Ha citado usted un Congreso Teológico sobre la ecología en el que usted intervino diciendo: «yo empiezo donde vosotros termináis vuestras reflexiones, porque el cristianismo no puede ser sólo “nosotros debemos… nosotros hacemos”; esto es marxismo, moralismo, no cristianismo». Por desgracia esta es una cantinela que se repite demasiado, incluso en las comunidades cristianas, ¿no le parece?
Me temo que sí. Nos hemos dejado fascinar por esa moda de los valores. De alguna forma nos hemos contentado con hacer del cristianismo una cuestión cultural, en un sentido muy superficial.
Cuando daba clase de religión en un instituto de Gorizia, una vez me pidieron que preparara con los chavales la representación de Navidad. Entré en clase y escuché: debemos ser amigos, debemos escucharnos, debemos, debemos… Yo dije: “Mirad, chicos, vamos a ver qué se ha dicho en estos últimos quince años. Es siempre lo mismo. ¿Hay algún cambio?”. Respuesta: “No”. Entonces: “¿Por qué hacemos lo que no sirve para nada?”. Luego me senté en la cátedra y dije: «¡Quién sabe lo que pensaría san Juan cuando escribió de corrido: “Sin mí no podéis hacer nada”». Y se hizo un gran silencio.
Yo creo firmemente en esto. Con el hombre viejo no puedes hacer el hombre nuevo, no puedes recoger uvas en las zarzas. El hombre viejo vive salvándose a sí mismo a toda costa; el hombre nuevo vive al modo de Cristo, es decir, ofreciéndose a sí mismo. Hay un cambio radical, como escribe san Pablo. Esta criatura nueva nace del Bautismo.
En su testimonio dijo usted que “la verdad sin belleza es ideología”. Por la mañana, Benedicto XVI se había dirigido a los artistas y, citando a Pablo VI, había dicho que el lenguaje de la Iglesia resultaría “balbuciente” sin la belleza.
El discurso de Benedicto XVI ha sido muy claro. Ha subrayado la amistad no tanto entre la Iglesia y el arte, que sería un concepto abstracto, sino entre la Iglesia y los artistas, que son personas. Él ha insistido justamente en esto.

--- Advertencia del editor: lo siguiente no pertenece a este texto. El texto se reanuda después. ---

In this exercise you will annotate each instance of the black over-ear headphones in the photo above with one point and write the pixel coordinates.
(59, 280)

El Papa no se ha detenido en los aspectos problemáticos, en las provocaciones del arte contemporáneo. Se ha centrado en lo que le apremia: el arte verdadero, la belleza verdadera. Con citas preciosas se ha referido al arte verdadero como aquel que de algún modo une al Misterio. Esta insistencia en el Misterio me parece algo acertadísimo. El arte contemporáneo ha sufrido los límites de una cultura esquemática, intelectualista y legalista, y necesitaba este desahogo. Entonces Benedicto XVI llega a la Capilla Sixtina y habla de Misterio, en donde hay espacio para el diálogo, el encuentro, el amor, la libre adhesión… ¡Esto del Misterio es algo realmente necesario! Porque, o el hombre reconoce y vuelve a considerarse en última instancia como misterio, o bien nos convertiremos en una mercancía que se utiliza para cualquier cosa.
Existe, además, un aspecto teológico más preciso que me parece bastante importante: el de la unidad de la verdad y del bien, que se manifiesta en la belleza. A este propósito a citado a Balthasar. Florenskij también lo expresa magníficamente: la verdad revelada es amor, y el amor realizado es la belleza. Me parece muy importante fijar un punto seguro, poner una piedra angular: cuando nosotros hablamos de belleza, no hablamos ni de idealismo, ni de romanticismo, ni de cosmética; hablamos de cosas serias. Y esto el Papa lo ha hecho extraordinariamente.